A significant shift in identity management is already underway. More and more identity infrastructure is distributed and users are more and more mobile. So the real question is not “should identity be managed in the cloud”, but “when and how it should be managed, and how do I get there in a safe and reliable way”.
More and more personal and business identities, or more accurately, claims to identity, are being created outside vs. inside the enterprise through innovations like Google Apps, ooVoo, the iPhone, and the significant growing market of SaaS-based applications and user-centered identity standards. User-centered identity gives everyone the opportunity to manage their own identity, customize it for particular purposes, (i.e., give only so much information to an outsider as is necessary for them to transact with you in the way you need), and be scalable across the network. Another way of looking at it allowing the individual to have identity as a kind of service rather than something done to you by outside interests (e.g., an employer or service provider). People are accessing apps running all over the place from all over the world. The perimeter of the enterprise is dissolving.
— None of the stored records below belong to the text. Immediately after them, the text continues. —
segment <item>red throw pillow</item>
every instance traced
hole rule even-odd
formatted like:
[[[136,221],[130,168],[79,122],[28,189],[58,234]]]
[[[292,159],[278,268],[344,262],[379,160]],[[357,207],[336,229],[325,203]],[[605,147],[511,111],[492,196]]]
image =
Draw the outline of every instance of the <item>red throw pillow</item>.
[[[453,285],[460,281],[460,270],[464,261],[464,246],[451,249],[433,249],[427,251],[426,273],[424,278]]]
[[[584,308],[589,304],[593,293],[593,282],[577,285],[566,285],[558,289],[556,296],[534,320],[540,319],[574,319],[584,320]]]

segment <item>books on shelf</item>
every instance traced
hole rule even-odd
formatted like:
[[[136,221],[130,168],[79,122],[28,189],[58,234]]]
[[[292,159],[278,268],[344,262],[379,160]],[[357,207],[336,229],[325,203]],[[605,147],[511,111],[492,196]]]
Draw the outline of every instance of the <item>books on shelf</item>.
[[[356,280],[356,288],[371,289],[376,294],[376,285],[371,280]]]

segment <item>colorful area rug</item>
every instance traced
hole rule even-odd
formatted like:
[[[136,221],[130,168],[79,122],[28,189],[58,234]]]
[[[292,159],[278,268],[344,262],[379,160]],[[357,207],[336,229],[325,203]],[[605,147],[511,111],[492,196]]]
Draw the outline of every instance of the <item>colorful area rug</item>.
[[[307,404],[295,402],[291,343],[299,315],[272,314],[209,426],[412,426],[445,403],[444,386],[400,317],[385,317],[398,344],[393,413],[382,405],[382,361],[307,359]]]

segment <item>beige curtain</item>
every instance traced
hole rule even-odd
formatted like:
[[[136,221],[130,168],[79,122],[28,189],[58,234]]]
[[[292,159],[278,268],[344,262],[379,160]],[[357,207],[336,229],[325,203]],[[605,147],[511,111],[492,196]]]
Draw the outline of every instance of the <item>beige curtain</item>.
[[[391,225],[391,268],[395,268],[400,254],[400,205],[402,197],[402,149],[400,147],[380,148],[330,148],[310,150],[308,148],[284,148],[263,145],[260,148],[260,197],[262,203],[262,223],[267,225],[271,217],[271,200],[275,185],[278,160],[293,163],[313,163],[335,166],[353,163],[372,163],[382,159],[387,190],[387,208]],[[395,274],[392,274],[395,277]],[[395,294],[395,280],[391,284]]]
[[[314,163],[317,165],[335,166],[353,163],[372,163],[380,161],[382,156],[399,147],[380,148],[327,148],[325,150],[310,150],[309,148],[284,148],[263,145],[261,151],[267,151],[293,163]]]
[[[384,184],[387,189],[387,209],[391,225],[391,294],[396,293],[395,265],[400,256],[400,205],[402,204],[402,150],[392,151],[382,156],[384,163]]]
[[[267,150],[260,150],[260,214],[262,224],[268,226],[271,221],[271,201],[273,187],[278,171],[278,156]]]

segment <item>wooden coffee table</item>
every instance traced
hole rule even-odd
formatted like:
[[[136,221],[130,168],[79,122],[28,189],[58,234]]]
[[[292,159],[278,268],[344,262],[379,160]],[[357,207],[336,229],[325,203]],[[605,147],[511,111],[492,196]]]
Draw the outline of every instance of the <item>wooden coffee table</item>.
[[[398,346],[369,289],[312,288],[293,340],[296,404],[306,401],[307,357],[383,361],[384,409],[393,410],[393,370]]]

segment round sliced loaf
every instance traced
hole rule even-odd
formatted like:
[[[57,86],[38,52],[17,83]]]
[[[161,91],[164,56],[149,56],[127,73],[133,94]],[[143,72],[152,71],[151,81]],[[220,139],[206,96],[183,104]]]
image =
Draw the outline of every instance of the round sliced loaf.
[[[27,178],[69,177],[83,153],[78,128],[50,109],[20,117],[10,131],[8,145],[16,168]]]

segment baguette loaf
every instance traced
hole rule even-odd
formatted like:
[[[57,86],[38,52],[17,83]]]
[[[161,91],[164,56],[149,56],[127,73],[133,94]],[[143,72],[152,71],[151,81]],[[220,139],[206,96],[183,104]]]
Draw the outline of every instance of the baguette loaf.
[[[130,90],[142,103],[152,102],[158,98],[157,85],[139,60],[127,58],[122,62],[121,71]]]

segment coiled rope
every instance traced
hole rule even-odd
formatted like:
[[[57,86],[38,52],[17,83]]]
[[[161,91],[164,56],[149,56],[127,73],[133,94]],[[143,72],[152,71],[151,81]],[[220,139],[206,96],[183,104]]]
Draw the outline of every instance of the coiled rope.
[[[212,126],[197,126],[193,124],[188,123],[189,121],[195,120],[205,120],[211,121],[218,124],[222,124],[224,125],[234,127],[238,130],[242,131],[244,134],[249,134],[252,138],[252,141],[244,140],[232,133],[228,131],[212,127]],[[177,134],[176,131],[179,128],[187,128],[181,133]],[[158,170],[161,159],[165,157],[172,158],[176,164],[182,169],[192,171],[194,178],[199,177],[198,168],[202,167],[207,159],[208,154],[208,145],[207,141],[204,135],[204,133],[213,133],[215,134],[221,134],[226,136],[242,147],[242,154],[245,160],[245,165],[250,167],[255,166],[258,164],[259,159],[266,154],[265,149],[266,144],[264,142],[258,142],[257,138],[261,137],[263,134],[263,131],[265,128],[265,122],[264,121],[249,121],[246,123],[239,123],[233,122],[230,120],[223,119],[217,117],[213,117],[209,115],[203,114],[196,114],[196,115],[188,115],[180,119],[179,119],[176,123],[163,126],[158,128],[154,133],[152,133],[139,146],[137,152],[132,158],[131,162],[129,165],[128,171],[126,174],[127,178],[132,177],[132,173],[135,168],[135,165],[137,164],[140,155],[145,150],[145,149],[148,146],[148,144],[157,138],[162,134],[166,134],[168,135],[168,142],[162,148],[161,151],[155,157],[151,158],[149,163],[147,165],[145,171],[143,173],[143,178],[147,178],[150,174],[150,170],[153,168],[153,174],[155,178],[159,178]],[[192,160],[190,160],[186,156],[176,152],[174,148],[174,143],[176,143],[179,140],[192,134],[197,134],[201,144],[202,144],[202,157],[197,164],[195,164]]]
Action Item: Cloud computing is another frontier for identity management and corporate governance, and the CIO, CRO, CISO, and business line managers have a lot to consider. New approaches, practices and technologies need to be considered as LOBs look to SaaS-based applications to deliver more value, and customers look to simplify their lives online which today include long lists of silo’d identities with little interoperability, and the social and standards communities online try to solve the technical challenge of how people can manage their own identity across the range of websites, services, companies and organizations that they belong to, purchase from and participate with.